• décembre 9th, 2015

Barcelone, 4 décembre 2015 – L’Association des Chambres de Commerce et d’Industrie de la Méditerranée (ASCAME), est présente lors de la Conférence sur le Climat de Paris, la COP21, pour montrer son engagement envers  l’utilisation des énergies renouvelables et la transition vers un modèle de développement moins intensif en termes d’émissions de carbone dans la région de la Méditerranée.

L’Association des Chambres de Commerce et d’Industrie de la Méditerranée (ASCAME), participe à la Conférence sur le Climat de Paris, la COP21, pour montrer son engagement envers l’usage d’énergies renouvelables et la transition vers un modèle de développement moins intensif dans des émissions de carbone dans la région de la Méditerranée. Le monde tentera de se mettre d’accord le prochain 11 décembre sur le premier accord global contre le changement climatique et, dans cette ligne, un total de 36 propositions annoncées en juin dernier dans le cadre du MEDCOP21, seront présentées en vue  d’assurer une croissance économique de la région basée sur le développement durable.

Le MEDCOP21, organisé en juin dernier par la région Provence-Alpes-Côte d’Azur (PACA) et dans le cadre duquel l’ASCAME, en collaboration avec la Chambre de Commerce et Industrie de Marseille (CCIMP), a organisé l’atelier « PME méditerranéennes et changement climatique », a abordé 9 défis principaux pour lutter contre le changement climatique dans la région méditerranéenne, tels que la réaffirmation de la dimension méditerranéenne comme pertinente pour lutter contre le changement climatique, la mobilisation des entreprises, la production des modèles alternatifs d’énergie et le renforcement de la solidarité des peuples et des territoires durables. Parmi les propositions présentées cherchant à donner réponse à ces défis, l’ASCAME parie sur la création de programmes d’aide aux organismes qui accompagnent les PME dans différents domaines  afin de contribuer à la lutte  contre le changement climatique de façon efficace.

L’ASCAME travaille depuis des années pour que le secteur privé investisse dans une croissance durable et mette en application les modèles innovateurs et efficients, qui passent par l’usage d’énergies renouvelables, et l’élimination graduelle des combustibles fossiles dans la région.
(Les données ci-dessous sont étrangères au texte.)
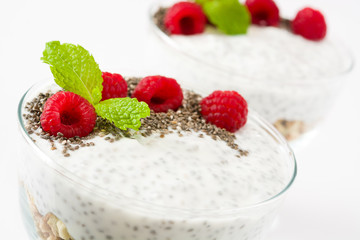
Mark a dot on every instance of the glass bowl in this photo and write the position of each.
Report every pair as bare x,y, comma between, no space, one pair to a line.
60,204
288,91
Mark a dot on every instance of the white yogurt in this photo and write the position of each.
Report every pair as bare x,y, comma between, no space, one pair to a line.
282,75
161,188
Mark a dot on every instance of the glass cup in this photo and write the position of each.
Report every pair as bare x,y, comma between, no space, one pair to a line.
294,105
51,195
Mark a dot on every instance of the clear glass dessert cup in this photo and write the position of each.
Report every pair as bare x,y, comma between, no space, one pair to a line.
51,196
294,106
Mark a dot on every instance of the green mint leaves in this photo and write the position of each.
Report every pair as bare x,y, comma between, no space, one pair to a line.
124,112
75,70
229,16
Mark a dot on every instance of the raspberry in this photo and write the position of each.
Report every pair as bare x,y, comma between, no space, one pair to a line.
69,114
114,86
310,24
263,12
225,109
185,18
160,93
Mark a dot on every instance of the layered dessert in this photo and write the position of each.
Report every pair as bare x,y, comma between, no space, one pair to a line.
287,72
191,167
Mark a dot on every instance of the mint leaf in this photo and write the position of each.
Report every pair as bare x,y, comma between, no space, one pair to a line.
74,69
229,16
123,112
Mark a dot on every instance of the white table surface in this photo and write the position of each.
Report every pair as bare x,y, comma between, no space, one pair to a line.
324,202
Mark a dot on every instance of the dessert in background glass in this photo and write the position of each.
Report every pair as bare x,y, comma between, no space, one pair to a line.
290,81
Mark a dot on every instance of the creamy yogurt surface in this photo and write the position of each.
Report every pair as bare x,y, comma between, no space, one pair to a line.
161,187
185,172
267,53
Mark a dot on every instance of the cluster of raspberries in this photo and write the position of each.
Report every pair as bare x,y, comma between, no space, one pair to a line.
188,18
72,115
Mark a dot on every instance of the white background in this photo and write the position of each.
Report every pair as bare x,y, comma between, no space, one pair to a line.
324,202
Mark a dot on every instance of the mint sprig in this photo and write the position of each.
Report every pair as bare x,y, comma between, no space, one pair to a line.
229,16
124,112
75,70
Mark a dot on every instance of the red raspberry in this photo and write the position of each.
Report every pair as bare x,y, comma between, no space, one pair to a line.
160,93
225,109
69,114
263,12
310,24
185,18
114,86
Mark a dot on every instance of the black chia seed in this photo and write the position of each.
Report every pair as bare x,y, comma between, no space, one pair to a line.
186,119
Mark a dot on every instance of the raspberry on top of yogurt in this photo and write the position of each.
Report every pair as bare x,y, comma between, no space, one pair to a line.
95,102
232,18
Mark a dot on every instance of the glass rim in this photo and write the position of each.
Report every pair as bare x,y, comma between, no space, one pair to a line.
320,80
117,198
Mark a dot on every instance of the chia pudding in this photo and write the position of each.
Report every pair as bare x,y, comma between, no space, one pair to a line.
180,182
289,80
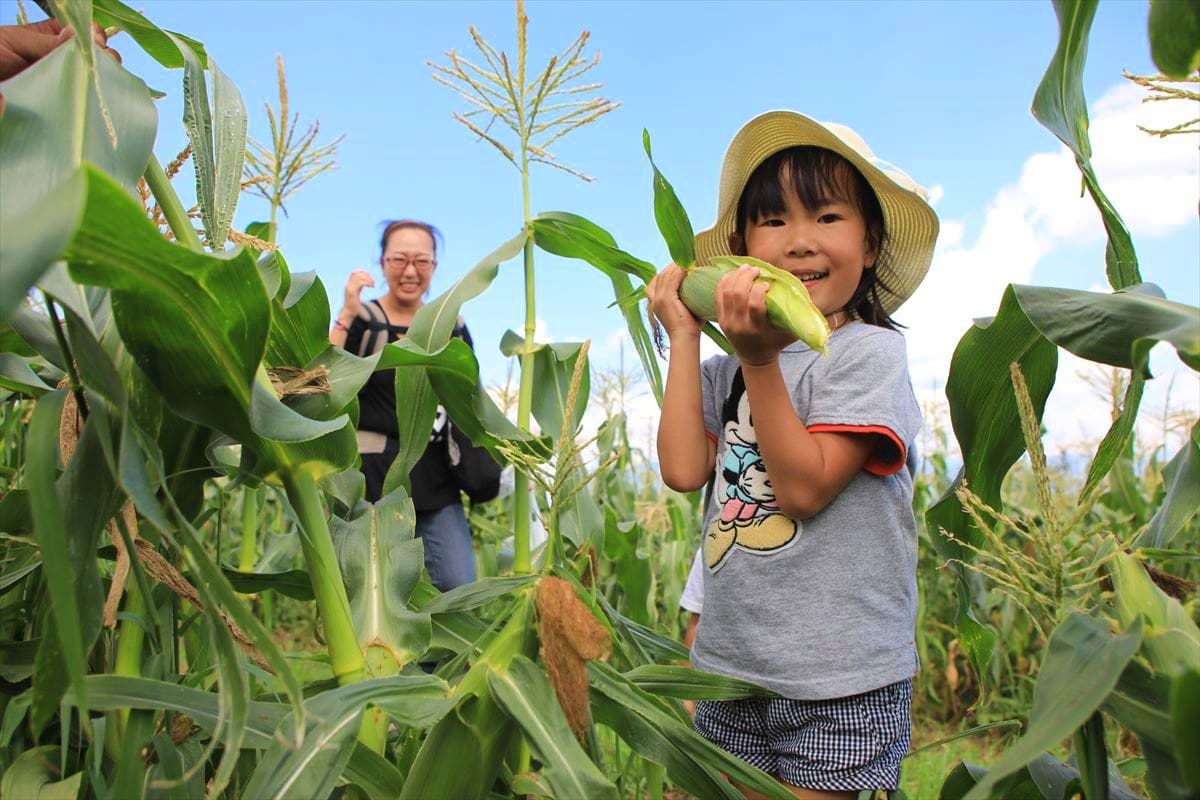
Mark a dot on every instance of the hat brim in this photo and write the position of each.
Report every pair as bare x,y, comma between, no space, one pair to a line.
910,222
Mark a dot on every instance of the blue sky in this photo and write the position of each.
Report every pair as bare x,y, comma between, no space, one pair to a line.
940,89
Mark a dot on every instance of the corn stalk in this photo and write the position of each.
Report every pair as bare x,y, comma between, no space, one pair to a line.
538,112
286,163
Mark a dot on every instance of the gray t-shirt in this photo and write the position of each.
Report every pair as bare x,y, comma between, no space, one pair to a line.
823,607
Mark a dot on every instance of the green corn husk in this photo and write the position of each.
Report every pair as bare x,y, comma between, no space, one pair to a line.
462,753
789,305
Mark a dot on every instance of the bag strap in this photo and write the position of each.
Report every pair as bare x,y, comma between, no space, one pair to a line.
370,343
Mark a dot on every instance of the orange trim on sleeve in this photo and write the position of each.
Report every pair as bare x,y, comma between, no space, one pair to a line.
875,464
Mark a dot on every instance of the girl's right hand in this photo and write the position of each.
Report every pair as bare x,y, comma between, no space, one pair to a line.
352,304
663,293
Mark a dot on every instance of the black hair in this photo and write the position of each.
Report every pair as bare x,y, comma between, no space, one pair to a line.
819,175
393,226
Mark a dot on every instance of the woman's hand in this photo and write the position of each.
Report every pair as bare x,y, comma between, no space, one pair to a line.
742,314
663,293
352,304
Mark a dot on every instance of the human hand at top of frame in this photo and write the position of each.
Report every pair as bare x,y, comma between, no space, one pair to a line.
663,293
742,314
352,302
21,46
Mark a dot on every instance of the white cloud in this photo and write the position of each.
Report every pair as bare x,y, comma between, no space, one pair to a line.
1153,182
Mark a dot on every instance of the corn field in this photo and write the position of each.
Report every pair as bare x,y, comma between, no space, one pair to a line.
196,601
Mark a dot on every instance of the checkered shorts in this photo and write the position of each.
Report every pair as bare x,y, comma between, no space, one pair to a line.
844,744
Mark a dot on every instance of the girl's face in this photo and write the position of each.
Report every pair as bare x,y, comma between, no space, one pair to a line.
826,247
408,263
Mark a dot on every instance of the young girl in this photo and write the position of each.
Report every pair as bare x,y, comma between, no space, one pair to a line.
809,540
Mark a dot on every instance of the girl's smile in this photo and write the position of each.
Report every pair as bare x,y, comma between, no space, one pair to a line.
825,247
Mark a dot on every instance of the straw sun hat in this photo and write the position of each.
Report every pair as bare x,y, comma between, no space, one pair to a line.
910,221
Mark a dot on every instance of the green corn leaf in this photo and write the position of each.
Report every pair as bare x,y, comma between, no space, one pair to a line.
1043,779
52,535
1092,757
433,324
687,683
477,731
131,771
640,643
635,572
313,768
115,692
983,411
293,583
1182,501
670,215
647,725
1080,645
454,374
1173,638
229,151
1117,329
381,561
1114,447
197,325
1060,106
34,774
51,126
1185,704
233,692
299,318
1175,37
474,595
525,693
157,44
414,420
574,236
169,770
17,376
219,143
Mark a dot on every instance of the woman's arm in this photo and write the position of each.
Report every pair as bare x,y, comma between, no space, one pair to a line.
351,306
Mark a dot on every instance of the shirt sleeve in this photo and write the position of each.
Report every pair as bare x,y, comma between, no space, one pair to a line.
693,597
867,390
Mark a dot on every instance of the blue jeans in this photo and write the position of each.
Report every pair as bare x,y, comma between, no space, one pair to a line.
448,553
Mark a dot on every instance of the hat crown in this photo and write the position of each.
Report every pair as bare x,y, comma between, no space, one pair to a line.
907,215
850,138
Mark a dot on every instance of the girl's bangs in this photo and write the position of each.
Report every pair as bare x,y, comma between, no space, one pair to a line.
816,175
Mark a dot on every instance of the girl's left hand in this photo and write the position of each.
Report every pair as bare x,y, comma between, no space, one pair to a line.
742,314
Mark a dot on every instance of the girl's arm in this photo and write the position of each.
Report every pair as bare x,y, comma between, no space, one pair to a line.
685,452
807,470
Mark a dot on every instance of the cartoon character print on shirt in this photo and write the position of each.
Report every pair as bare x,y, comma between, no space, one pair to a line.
749,516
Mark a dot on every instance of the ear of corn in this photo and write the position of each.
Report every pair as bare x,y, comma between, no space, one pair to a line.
789,305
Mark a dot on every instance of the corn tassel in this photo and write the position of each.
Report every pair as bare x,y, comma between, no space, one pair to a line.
462,755
789,305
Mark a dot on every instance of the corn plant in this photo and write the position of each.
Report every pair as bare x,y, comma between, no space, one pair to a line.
1129,654
286,163
168,376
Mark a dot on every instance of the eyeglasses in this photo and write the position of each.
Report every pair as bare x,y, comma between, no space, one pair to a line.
420,263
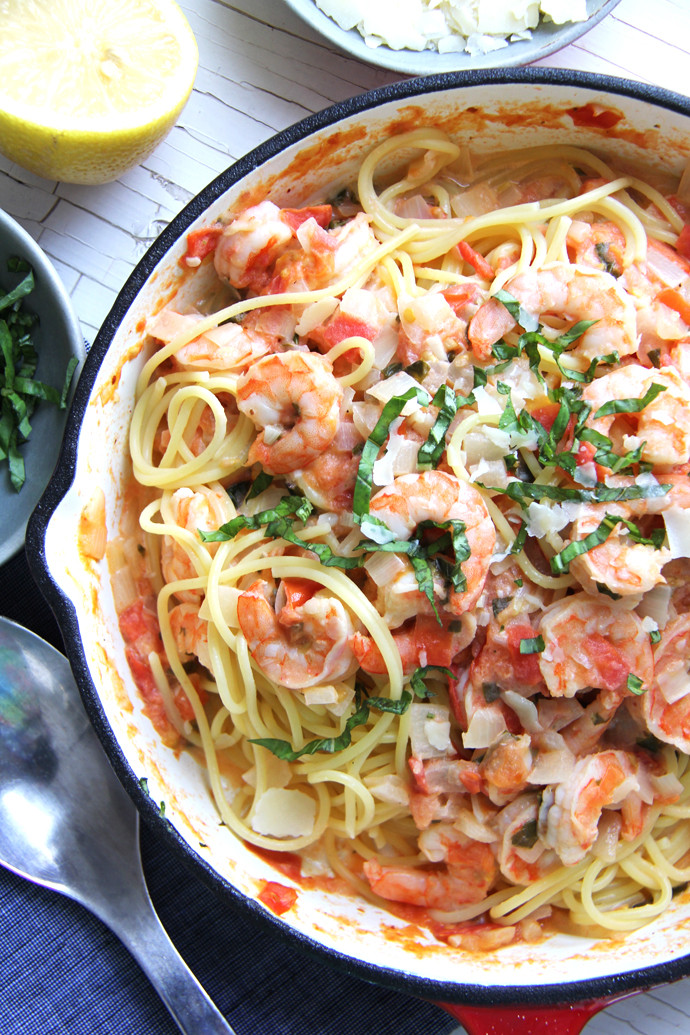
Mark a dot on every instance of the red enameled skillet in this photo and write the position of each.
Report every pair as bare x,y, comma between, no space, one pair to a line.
552,986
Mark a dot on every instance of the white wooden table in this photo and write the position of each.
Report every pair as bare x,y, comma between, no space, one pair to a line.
260,70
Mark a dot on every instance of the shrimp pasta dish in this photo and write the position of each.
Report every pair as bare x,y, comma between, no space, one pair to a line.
405,558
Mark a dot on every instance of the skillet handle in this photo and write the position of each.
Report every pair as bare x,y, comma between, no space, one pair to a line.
559,1019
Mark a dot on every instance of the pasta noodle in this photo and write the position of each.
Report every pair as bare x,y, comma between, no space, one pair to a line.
409,533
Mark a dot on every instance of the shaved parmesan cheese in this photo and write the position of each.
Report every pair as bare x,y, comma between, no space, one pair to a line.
315,315
678,531
673,681
391,789
655,604
280,812
429,730
485,727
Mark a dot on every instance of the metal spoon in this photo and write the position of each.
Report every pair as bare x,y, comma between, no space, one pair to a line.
66,822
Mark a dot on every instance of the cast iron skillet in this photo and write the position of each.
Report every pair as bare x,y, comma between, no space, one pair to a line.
564,1006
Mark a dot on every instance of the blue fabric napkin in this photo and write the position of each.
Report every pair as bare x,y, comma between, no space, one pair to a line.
62,971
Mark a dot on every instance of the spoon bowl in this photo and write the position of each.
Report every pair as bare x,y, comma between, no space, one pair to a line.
67,824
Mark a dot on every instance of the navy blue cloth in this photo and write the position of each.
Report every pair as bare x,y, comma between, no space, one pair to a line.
62,971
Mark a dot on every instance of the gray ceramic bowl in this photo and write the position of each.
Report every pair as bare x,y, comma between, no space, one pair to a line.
57,337
545,38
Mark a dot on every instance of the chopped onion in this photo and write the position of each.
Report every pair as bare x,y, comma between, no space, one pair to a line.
391,789
429,730
673,681
315,315
485,727
280,812
678,531
655,604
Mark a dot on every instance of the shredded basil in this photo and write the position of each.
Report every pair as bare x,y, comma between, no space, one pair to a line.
521,492
527,835
283,749
391,411
430,451
630,405
417,683
20,390
634,684
491,692
561,562
534,645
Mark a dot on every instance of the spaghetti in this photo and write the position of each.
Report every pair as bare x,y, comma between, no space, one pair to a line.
407,555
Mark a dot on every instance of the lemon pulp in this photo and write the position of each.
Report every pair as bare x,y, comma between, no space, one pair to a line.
90,90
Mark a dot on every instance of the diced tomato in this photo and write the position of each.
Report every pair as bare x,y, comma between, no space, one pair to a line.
203,241
526,667
183,704
419,773
676,300
477,261
546,414
610,667
459,295
141,671
296,216
595,115
277,897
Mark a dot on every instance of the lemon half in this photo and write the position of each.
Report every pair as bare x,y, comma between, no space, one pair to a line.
88,90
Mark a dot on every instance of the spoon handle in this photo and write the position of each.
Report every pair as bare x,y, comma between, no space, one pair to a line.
149,943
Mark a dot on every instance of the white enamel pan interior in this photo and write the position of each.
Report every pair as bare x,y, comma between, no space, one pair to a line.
310,160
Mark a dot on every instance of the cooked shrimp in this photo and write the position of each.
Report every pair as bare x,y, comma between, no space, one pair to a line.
429,327
505,767
190,632
522,857
205,510
589,643
420,642
619,563
500,661
469,873
599,244
329,480
294,397
665,706
438,497
662,427
297,641
570,293
570,812
229,347
249,245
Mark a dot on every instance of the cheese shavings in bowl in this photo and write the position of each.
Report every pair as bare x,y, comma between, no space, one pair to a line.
473,26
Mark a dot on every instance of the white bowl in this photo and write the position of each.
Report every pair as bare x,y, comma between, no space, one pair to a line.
545,38
312,159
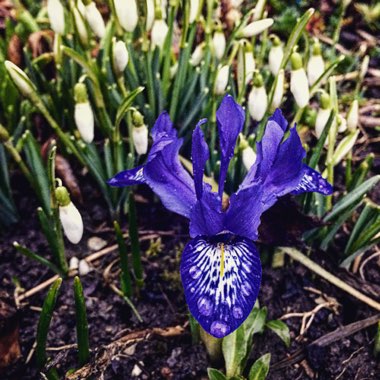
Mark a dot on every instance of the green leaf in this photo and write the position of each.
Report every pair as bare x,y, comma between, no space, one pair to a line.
234,347
214,374
44,322
280,329
127,102
81,322
260,368
351,198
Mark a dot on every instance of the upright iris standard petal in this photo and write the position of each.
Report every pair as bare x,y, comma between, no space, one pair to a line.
230,119
221,276
199,155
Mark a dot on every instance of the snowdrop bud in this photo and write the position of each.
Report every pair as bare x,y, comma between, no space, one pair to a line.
259,10
194,8
279,89
20,79
126,13
56,15
95,19
221,80
256,27
197,55
120,57
323,114
80,26
149,14
159,31
353,116
139,133
316,65
69,216
276,54
299,86
219,43
257,100
83,114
En somme, l’ASCAME participe à 6 projets financés par le programme européen de financement ENPI CBC MED, qui encouragent l’usage de l’énergie solaire, et dont les résultats ont été présentés la semaine passée lors du  II Forum Solaire de la Méditerranée. Ces 6 projets, parmi lesquels figure FOSTERinMED, se sont développés dans 19 régions de 10 pays de la Méditerranée et ont investi plus de 25 millions d’euros. Il est estimé que grâce aux infrastructures installées dans plus d’une trentaine d’édifices, 5 millions d’euros seront économisés en termes d’énergie et sera évitée l’émission de milliers de tonnes de CO2 dans les années suivantes. C’est le moment d’éliminer peu à peu les combustibles fossiles et de favoriser les technologies faibles en carbone.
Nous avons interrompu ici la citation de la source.